Zack, it seemed, didn't seem to subscribe to this idea. In fact, I think he probably thought it was better that way. More efficient. We moved around for weeks. All of a sudden it was late March and I hadn't seen my son or my husband in a month... I missed them, dreamed about them almost every night. I never said a word of it to Zack. Every time I thought about it, he would look at me, and he'd be so... proud. I liked that. I'm ashamed of it, but I liked it. I guess I sort of convinced myself it was better, the best thing I'd ever done, just like he said.
Zack shakes me awake one warm day just after spring's started and I yawn,
blinking against the light of very early morning.
"We're moving out," Zack tells me.
"Where?"
"I'm getting a place by the beach," Jondy speaks up, startling me. She comes into my line of vision and smiles that not-quite-real smile like the last time I saw her. Her voice is bitter.
"Jon," Zack warns, but she doesn't even look at him. I stand up and hug her close, Zack announces something about getting food and then we'll be going. He leaves me and Jondy alone and I hear the truck drive off. Jondy flops down on Zack's vacated bed and I walk over, sitting down on the edge next to her.

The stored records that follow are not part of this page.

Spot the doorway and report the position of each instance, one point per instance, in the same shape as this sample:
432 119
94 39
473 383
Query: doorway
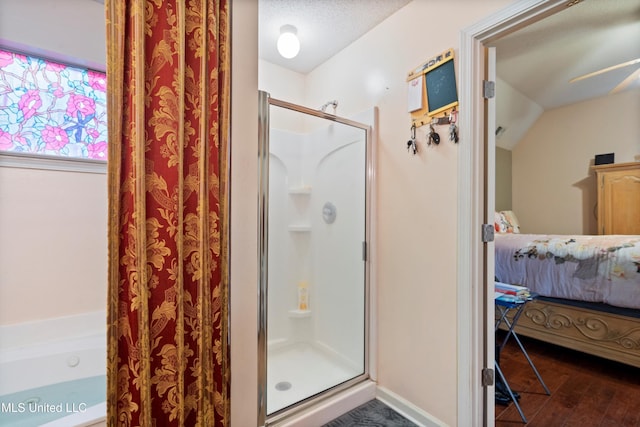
476 173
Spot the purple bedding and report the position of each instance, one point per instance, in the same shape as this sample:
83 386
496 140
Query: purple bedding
602 269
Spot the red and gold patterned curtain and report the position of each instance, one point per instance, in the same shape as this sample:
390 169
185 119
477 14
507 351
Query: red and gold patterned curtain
168 69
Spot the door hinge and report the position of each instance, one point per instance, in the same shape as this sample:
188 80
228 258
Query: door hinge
488 89
487 377
488 233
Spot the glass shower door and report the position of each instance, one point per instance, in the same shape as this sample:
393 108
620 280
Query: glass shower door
315 284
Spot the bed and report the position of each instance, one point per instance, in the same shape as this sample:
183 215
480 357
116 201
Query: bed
588 287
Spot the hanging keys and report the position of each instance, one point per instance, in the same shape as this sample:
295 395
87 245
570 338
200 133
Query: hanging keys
453 132
411 144
453 128
433 136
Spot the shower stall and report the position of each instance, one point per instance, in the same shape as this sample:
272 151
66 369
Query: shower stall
314 270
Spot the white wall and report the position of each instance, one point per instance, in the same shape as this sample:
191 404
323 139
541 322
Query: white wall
417 197
554 188
65 30
53 250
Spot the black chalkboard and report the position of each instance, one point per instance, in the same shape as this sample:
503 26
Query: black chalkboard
441 88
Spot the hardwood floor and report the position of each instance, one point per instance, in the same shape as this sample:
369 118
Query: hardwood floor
585 390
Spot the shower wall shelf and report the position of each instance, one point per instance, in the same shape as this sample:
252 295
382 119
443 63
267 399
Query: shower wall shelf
299 313
300 228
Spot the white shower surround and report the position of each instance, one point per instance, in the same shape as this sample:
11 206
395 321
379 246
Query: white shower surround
308 169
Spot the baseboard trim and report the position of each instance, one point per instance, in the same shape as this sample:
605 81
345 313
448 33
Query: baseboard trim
407 409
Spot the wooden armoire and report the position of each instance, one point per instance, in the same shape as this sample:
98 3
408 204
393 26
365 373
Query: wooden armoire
618 198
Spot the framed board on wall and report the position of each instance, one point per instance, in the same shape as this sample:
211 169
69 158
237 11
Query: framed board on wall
442 93
439 91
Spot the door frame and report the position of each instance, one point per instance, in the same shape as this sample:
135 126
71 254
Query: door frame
475 330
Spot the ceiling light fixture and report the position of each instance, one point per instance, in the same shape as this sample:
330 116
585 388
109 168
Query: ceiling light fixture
288 43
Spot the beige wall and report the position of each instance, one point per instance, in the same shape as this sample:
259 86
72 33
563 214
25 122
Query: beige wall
53 224
503 179
244 214
53 250
416 199
554 189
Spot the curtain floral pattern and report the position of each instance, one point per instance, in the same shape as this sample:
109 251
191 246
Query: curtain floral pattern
168 101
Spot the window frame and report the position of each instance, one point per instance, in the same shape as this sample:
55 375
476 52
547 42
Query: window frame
46 161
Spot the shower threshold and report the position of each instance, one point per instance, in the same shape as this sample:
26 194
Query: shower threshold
299 371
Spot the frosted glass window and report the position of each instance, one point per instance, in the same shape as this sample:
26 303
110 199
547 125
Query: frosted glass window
52 109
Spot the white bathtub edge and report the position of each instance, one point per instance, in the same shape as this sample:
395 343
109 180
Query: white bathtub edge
92 415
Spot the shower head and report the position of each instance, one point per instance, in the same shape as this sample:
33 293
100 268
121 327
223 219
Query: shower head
333 103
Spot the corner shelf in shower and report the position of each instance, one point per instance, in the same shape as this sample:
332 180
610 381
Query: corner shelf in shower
300 228
299 313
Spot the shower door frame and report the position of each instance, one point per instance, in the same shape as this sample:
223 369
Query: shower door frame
265 102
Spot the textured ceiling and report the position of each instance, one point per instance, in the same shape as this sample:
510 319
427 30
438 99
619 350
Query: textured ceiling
325 27
540 59
535 63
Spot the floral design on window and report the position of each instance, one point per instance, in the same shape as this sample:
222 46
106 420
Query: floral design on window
50 108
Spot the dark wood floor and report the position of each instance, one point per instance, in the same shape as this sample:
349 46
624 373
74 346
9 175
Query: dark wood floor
585 390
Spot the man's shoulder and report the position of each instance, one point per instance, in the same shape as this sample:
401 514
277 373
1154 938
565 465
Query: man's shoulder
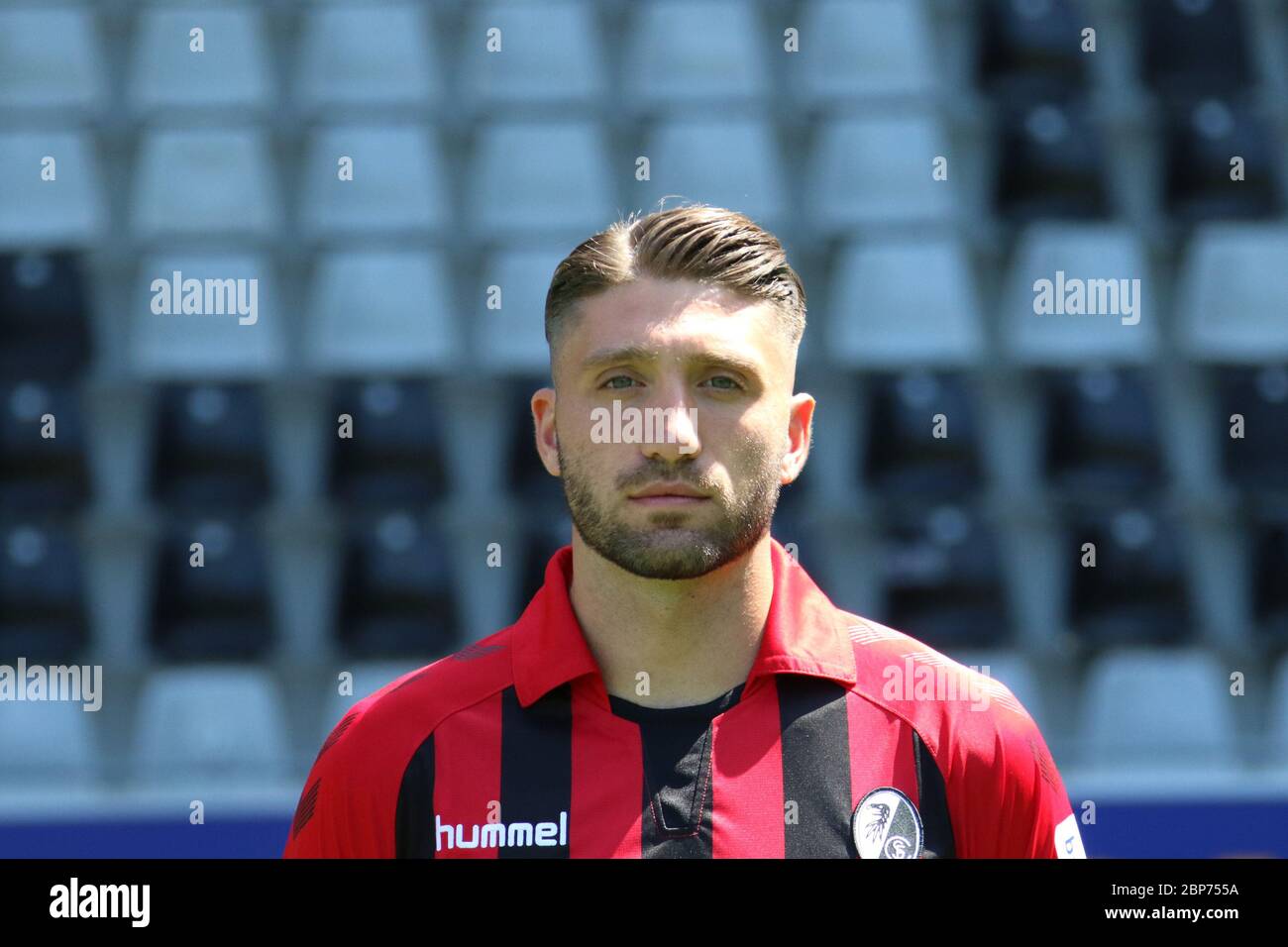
400 715
951 705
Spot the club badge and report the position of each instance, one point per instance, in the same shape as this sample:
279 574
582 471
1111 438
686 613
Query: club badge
887 825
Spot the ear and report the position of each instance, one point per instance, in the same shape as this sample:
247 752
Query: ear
544 424
800 436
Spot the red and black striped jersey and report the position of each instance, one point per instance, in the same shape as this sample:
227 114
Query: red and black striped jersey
846 740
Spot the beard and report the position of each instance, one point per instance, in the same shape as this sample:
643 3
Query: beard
674 545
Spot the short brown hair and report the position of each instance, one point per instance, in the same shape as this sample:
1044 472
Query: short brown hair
694 241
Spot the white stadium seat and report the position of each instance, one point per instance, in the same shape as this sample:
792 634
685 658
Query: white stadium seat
210 724
231 72
364 54
905 303
205 182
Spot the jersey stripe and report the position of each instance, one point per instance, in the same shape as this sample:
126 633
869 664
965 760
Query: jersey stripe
932 801
413 818
815 746
468 775
536 764
747 779
606 783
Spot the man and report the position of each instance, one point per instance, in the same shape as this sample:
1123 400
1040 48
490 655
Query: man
681 686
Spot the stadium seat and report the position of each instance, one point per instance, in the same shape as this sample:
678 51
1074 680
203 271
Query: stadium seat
1276 728
866 171
231 73
397 454
941 578
905 303
1269 565
513 337
210 182
53 60
1137 590
1102 433
366 55
903 457
400 599
64 210
43 474
726 162
1194 47
210 447
1199 141
550 54
43 607
532 178
217 723
1258 460
1086 253
44 316
879 50
548 530
1145 709
1231 294
399 182
528 476
695 52
52 742
222 609
210 346
1029 48
1052 162
406 304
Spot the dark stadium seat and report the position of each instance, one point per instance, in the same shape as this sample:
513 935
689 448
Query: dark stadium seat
43 607
1194 46
395 454
39 474
548 530
1052 162
399 587
941 578
1137 590
1026 46
1102 433
211 447
1258 462
1199 141
44 316
222 609
1269 571
902 455
528 476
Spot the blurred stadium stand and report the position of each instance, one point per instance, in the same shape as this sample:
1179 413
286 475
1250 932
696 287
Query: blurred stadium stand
471 170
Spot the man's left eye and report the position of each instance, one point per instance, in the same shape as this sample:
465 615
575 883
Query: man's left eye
732 386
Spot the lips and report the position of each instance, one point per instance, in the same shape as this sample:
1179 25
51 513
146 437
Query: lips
669 491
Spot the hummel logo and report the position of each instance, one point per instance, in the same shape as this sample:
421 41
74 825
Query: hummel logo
498 834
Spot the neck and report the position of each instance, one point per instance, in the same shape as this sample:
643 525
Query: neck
695 638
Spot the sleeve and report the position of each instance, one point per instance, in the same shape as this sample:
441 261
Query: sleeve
1006 797
346 809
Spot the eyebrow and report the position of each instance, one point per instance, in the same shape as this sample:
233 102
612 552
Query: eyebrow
642 354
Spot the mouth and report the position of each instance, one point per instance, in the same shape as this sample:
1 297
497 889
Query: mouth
669 495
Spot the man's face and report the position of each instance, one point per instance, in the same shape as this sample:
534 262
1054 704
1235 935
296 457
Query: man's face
732 433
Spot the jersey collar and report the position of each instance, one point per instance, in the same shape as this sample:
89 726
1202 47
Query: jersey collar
804 634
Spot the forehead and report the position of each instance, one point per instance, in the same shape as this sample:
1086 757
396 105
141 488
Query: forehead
675 312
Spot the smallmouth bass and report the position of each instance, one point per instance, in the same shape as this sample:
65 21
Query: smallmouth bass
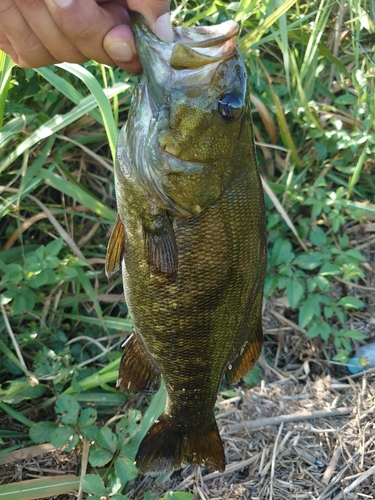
190 237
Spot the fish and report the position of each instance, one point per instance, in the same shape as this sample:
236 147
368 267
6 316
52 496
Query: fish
190 237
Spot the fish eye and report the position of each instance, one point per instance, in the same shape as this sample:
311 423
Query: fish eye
230 106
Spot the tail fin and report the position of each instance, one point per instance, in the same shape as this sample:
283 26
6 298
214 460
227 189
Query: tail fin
169 445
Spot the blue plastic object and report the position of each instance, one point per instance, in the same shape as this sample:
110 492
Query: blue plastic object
364 358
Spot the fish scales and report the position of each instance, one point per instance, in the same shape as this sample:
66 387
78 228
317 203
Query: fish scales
191 241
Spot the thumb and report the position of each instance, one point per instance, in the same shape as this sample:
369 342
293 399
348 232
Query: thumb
156 14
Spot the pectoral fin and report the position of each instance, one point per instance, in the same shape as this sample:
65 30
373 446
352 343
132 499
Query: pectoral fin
137 373
115 250
246 360
160 246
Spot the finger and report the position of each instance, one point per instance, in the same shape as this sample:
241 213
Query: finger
156 14
7 47
30 52
120 46
85 24
43 25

She pulls me down and I close my eyes.
"Hey, baby sister," I say into her shoulder.
"I thought you were happy," she answers. "I thought you had that kid of yours. That husband."
"I do."
"Then what the hell are you doing up here?"
"I... it's safer, if I..." I trail off, and Jondy's hand is soft in my hair. She sighs.
"Yeah... I know." Neither of us speak for a long time. Jondy touches my cheek. "Tinga?" I smile to hear the name. "Yeah?"
"I..." She sits up, pulls away from me. Stands. "Nevermind. Nevermind, Penny."
"Don't, Jon," I whisper, my voice pained. She turns for the door but I say, "Please." She stops, faces me.
"I told you... you'll be happier as Penny." Then she repeats her earlier question, "What the hell are you doing up here?"
And me? I just lie there on that uncomfortable bed. Watch her walk into the bathroom and shut the door. Somehow, Jondy has a way of leaving me speechless.